Tribal leaders from around the state told EPA officials at a hearing at the agency’s regional headquarters in Seattle on Wednesday that the proposed rollback of regulations on 99 different water pollutants violated their treaty rights by making fish dangerous to eat.

“This is scary for me because of the amount of fish my people eat,” Patrick Depoe of the Makah Tribal council said.

With tribes relying heavily on salmon and other seafood, they are affected more than most by the longstanding tussle over the regulation of 99 different pollutants in Washington state waters.

The arcane-sounding regulations under section 304 (a) of the federal Clean Water Act allow different concentrations of each pollutant, with the goal of limiting cancer risk to one in a million by assuming that people eat 175 grams of fish a day.

“I don’t what the heck a gram is,” Puyallup elder Nancy Shippentower said. “We take a big piece of fish and we eat it. We can it, we smoke it, we save it. Our children grow up like that.”

Many tribal members and other Washingtonians eat more fish than state and federal regulations assume.

“If you see this little 2-year-old girl in here and you think it’s okay for that child to eat so many cancer-causing chemicals, this is wrong. Any parent knows this is wrong,” Lydia Sigo, a museum archivist and geoduck diver with the Suquamish tribe, said. “You have no idea how much fish and clams we eat every single week, and we do this knowing that we are eating PCBs, and we still do it because it’s part of our religion."

Washington tribes gave up most of their land in exchange for the right to keep fishing and hunting.

“Exercising those treaty rights should not put our communities at a disproportionate risk of cancer,” Depoe said.

Depoe and other tribal leaders said the EPA failed to undertake government-to-government consultations with the tribes, in violation of treaties between the tribes and the United States.

Among other changes, the EPA is proposing to quadruple the acceptable amount of dioxin in the water and increase the limit on PCBs 20-fold.

EPA officials said little after the agency’s Sara Hisel-McCoy read aloud a series of slides laying out the background of the current proposal.

“We’re here to listen,” said EPA Deputy Assistant Administrator Lee Forsgren, the political appointee in charge of water safety at the agency. He came to the EPA in 2017 after being an attorney for a fossil-fuel lobbying firm.

The EPA proposal is in response to a petition by the Northwest Pulp and Paper Association and other industry groups.

Chris McCabe with the pulp and paper association said current water quality standards “cannot be achieved with existing or even foreseeable technology.”

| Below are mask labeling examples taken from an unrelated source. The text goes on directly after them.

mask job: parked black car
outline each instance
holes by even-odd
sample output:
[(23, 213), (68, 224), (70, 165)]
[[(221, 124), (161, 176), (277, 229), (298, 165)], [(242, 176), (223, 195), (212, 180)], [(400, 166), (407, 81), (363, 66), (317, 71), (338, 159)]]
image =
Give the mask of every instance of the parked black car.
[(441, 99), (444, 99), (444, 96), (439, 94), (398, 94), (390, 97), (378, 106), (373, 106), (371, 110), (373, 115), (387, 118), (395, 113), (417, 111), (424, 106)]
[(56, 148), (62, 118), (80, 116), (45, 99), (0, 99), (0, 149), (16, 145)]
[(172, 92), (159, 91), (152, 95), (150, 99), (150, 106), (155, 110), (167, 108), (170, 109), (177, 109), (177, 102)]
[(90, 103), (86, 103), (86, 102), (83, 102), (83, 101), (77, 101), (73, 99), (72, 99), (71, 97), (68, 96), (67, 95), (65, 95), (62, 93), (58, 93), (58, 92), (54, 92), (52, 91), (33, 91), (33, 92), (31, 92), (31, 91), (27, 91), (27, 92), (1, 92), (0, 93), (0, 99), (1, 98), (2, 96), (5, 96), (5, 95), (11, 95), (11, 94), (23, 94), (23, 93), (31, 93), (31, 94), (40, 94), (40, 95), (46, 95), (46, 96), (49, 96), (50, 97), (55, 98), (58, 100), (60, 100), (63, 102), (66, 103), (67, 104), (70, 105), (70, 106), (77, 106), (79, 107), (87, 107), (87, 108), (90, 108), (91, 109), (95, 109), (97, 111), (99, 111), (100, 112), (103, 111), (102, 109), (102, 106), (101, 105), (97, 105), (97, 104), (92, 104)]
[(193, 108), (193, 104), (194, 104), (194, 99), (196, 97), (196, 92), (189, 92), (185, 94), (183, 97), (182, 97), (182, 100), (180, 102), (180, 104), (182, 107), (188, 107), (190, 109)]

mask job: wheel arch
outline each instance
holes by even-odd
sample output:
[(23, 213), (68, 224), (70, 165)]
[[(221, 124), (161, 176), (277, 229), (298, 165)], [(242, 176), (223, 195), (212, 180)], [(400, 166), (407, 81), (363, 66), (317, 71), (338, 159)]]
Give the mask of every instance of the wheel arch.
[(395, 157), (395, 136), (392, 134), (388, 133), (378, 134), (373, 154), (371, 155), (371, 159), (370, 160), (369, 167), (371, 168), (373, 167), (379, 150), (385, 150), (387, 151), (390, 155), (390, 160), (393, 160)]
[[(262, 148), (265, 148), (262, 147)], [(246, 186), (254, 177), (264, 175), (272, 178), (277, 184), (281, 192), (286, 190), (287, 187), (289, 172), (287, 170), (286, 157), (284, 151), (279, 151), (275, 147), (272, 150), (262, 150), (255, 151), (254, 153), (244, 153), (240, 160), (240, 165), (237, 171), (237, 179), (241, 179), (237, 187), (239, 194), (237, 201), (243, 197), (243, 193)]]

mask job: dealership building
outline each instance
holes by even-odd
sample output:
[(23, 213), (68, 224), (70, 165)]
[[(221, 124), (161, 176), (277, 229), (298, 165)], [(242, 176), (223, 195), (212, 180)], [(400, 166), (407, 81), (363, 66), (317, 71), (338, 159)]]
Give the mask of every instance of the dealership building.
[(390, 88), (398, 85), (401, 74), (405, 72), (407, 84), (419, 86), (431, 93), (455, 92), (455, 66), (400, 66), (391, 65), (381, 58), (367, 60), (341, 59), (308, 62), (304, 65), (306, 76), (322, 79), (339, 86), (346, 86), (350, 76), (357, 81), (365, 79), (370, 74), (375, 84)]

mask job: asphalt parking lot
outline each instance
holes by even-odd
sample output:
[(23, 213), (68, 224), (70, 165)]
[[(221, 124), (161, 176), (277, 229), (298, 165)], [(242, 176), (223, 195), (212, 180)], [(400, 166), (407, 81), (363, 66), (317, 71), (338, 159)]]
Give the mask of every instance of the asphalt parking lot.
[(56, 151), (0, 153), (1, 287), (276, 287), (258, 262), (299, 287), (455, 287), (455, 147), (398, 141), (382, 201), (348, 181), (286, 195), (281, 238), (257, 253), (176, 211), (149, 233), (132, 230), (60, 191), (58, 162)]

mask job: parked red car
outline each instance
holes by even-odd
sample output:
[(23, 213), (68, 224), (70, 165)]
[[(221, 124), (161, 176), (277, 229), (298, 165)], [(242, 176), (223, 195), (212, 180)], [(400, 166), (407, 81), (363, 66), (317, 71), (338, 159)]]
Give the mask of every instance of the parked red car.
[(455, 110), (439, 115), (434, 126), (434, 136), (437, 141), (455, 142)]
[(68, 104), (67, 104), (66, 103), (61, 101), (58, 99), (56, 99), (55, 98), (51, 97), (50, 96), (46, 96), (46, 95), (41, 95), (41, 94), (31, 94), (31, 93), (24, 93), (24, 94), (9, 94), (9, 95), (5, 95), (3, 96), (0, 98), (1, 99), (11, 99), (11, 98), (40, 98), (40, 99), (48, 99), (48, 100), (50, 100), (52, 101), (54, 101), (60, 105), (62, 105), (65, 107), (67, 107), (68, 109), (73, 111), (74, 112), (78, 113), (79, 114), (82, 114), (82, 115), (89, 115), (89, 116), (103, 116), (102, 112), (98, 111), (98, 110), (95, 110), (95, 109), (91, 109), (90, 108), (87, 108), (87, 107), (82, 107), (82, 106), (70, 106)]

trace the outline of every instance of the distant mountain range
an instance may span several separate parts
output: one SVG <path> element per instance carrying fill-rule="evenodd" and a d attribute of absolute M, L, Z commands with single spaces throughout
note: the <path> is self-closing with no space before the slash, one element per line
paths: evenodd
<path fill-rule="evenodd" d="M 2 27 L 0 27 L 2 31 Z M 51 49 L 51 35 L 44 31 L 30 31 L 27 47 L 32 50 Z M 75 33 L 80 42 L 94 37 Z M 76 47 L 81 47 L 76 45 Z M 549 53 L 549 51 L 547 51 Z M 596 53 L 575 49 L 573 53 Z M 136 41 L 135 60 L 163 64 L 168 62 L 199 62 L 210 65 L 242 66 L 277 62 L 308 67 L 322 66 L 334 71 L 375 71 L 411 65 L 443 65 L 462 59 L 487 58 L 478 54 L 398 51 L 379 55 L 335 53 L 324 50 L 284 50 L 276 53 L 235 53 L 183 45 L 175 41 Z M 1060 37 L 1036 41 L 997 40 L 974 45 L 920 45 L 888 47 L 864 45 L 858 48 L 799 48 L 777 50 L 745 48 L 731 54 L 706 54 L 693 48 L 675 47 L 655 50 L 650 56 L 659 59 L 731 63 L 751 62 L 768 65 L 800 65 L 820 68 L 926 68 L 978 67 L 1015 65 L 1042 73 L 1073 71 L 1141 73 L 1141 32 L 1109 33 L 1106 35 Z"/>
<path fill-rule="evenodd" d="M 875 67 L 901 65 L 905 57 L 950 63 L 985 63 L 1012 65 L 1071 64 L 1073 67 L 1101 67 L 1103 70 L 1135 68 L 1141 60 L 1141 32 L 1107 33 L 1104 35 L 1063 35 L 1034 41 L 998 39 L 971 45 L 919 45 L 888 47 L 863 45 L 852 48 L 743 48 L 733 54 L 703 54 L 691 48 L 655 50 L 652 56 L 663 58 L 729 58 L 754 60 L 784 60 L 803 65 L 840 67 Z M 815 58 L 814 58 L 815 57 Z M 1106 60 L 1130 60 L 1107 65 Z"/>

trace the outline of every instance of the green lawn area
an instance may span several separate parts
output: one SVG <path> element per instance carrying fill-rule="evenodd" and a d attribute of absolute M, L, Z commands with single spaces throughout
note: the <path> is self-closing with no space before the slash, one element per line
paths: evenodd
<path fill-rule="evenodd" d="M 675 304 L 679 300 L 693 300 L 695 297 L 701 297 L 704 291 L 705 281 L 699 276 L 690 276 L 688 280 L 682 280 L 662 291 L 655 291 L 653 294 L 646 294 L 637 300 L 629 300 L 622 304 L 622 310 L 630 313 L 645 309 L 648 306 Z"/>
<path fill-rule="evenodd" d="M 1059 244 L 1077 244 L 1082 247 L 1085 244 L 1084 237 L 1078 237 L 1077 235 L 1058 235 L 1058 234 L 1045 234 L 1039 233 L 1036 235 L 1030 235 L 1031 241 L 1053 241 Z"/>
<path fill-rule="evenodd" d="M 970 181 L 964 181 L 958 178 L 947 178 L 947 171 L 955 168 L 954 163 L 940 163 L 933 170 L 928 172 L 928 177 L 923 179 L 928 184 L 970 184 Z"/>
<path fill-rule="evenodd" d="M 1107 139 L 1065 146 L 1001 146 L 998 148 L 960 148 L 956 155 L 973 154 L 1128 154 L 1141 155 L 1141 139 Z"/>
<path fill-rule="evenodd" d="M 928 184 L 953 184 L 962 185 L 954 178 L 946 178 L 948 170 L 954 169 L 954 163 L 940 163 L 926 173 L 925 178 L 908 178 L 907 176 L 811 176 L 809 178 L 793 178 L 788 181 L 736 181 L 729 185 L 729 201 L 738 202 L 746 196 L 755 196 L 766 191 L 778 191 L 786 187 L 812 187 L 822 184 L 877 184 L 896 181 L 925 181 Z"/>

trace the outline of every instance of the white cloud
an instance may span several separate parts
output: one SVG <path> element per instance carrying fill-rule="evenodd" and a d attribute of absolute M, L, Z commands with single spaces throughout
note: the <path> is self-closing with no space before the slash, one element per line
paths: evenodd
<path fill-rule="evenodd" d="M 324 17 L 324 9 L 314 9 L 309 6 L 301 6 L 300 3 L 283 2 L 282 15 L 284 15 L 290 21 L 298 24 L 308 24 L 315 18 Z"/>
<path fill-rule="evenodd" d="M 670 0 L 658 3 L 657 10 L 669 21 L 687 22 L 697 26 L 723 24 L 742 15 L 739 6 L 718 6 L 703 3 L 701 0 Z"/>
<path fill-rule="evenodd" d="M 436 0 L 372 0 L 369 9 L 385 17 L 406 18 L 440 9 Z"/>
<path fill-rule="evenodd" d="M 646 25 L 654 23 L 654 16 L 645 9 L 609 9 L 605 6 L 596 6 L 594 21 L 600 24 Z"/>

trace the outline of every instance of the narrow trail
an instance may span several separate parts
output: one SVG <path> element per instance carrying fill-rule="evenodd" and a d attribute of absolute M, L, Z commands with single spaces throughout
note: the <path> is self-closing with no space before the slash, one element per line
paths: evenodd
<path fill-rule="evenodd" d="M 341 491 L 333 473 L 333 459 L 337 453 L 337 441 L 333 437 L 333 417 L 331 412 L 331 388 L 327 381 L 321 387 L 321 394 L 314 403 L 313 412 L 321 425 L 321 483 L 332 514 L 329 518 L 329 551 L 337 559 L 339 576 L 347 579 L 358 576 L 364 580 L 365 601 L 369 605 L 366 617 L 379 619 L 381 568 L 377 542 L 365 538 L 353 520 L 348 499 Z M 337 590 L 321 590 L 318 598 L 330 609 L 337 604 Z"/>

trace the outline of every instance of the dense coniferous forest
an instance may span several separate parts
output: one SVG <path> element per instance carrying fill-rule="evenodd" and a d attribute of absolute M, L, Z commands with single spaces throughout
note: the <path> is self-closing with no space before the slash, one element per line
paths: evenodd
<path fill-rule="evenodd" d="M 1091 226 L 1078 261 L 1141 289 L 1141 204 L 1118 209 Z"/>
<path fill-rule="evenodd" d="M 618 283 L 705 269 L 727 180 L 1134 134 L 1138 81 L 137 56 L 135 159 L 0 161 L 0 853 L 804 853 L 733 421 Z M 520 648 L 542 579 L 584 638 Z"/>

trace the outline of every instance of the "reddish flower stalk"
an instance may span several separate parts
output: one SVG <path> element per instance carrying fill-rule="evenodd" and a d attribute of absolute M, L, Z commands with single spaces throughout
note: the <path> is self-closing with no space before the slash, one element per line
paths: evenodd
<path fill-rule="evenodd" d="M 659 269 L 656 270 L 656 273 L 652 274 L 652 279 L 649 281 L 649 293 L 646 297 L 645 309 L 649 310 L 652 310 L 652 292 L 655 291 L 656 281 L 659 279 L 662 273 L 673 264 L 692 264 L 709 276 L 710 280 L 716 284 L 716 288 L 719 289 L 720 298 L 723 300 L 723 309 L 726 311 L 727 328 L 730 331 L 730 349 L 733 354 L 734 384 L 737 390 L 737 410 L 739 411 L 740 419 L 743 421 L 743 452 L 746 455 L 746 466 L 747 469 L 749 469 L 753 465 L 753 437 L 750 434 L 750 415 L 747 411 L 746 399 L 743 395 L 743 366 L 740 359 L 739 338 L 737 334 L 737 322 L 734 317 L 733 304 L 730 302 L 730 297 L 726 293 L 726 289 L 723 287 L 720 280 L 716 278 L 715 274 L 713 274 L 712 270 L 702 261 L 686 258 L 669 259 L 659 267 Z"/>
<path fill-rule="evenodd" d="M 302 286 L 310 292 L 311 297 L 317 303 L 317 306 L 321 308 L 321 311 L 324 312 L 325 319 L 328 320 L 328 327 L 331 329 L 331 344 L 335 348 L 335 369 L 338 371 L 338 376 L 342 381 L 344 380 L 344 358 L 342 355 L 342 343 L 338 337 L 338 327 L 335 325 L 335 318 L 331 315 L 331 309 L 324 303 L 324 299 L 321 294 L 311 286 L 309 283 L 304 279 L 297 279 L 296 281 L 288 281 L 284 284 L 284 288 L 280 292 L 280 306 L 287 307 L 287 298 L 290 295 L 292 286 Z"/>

“Unachievable standards of any type, for water quality or anything, do not drive meaningful environmental protection,” McCabe said. “Instead, they result in permitting chaos, uncertainty and litigation.”

Oregon Department of Environmental Quality director Richard Whitman said similar regulations in his state had been in place for more than a decade and had proven successful in other states as well.

“EPA is dead set on systematically dismantling clean water protections and states’ rights,” Washington Department of Ecology director Maia Bellon said. “To this, Washington state says, ‘no.’”

Bellon said this was the state’s 8th formal communication opposing EPA’s “regressive and illegal” proposal. Washington Attorney General Bob Ferguson sued the EPA over it in June.

The EPA is taking public comment on the proposal until Oct. 7.